In this HIT you will be presented with a a news article an automatically-generated summary of that article. Your job is to rate the the system generation across 2 axes:

  • Coherence/Fluency: Is the system's generation grammatical, easy-to-read, and well-written?
  • Summary Quality: Does the system's generation meaningfully capture the main points in the article?

You will be able to rate each of the three axes on a scale from 1 to 5, with 1 being the lowest/worst and 5 the highest/best.

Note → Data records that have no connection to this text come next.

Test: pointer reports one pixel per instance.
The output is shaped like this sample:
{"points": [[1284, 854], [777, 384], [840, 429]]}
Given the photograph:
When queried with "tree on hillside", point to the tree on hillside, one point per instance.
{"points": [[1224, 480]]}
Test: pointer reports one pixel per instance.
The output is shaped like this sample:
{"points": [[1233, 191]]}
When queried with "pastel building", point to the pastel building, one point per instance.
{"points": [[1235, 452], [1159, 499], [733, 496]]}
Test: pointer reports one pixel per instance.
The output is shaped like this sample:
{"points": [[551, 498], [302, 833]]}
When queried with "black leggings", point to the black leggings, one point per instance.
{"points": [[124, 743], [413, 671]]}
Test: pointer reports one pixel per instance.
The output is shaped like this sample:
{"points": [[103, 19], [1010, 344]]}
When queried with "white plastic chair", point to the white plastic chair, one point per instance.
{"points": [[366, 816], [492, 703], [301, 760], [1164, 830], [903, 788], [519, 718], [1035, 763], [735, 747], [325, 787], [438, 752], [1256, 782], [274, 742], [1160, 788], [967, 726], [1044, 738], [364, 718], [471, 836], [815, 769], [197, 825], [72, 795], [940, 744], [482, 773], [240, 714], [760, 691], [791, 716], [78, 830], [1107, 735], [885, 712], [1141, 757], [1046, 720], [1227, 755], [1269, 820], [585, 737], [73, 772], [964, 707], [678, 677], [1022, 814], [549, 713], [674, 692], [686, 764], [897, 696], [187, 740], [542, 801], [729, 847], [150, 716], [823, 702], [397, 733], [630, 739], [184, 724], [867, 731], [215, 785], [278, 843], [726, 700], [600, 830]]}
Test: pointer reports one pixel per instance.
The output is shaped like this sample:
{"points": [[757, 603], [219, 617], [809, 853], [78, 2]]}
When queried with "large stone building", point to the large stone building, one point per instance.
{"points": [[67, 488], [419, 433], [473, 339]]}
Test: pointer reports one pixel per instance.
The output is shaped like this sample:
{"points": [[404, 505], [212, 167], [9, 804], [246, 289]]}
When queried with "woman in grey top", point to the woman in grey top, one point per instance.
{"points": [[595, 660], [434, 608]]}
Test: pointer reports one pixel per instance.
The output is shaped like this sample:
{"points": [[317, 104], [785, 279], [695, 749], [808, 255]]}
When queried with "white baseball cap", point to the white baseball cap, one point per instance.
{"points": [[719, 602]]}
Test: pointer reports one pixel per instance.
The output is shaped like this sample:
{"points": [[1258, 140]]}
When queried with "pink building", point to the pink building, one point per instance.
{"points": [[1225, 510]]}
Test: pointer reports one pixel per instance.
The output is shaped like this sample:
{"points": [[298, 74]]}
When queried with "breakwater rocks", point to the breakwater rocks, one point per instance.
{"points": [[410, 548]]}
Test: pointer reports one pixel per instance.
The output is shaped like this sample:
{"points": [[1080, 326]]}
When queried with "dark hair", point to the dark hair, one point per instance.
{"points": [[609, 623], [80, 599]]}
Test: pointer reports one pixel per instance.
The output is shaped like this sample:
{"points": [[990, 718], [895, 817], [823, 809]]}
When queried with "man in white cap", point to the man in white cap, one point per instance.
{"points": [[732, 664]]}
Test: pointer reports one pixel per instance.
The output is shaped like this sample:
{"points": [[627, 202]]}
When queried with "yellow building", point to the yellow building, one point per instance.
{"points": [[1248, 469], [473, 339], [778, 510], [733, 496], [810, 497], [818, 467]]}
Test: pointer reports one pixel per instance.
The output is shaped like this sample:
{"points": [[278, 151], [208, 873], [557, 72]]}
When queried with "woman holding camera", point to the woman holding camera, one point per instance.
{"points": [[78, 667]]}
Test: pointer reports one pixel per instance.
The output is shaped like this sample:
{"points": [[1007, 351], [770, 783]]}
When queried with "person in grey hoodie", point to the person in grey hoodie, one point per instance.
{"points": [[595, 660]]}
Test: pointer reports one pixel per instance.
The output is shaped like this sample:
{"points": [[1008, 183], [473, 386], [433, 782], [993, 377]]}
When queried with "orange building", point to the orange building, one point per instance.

The specific scales are:

  • Coherence/Fluency:
    • 5/5 (excellent): The summary itself is grammatical, fluent, and reasonable.
    • 4/5 (good): The summary generally makes sense, but there are minor grammatical errors or topical shifts that don't make for the best writing.
    • 3/5 (okay): I can see why this summary was generated, and it's somewhat readable, but there are problems that can't be ignored.
    • 2/5 (poor): Some parts of the summary could make sense, but it's unnatural, illogical, or quite hard to read.
    • 1/5 (terrible): The summary has nothing to do with the article, and/or there are severe errors in grammaticality or fluency.
  • Summary Quality
    • 5/5 (very good): The summary correctly and completely captures the key points of the article.
    • 4/5 (mostly good): The summary captures most of the key points from the article.
    • 3/5 (neutral): While there are no egregious inconsistencies, there are major missing key points, or some partly incorrect summarizations.
    • 2/5 (mostly bad): The summary mentions some things from the article, but there are few reasonable points.
    • 1/5 (awful): The summary has nothing to do with the article or severely contradicts it.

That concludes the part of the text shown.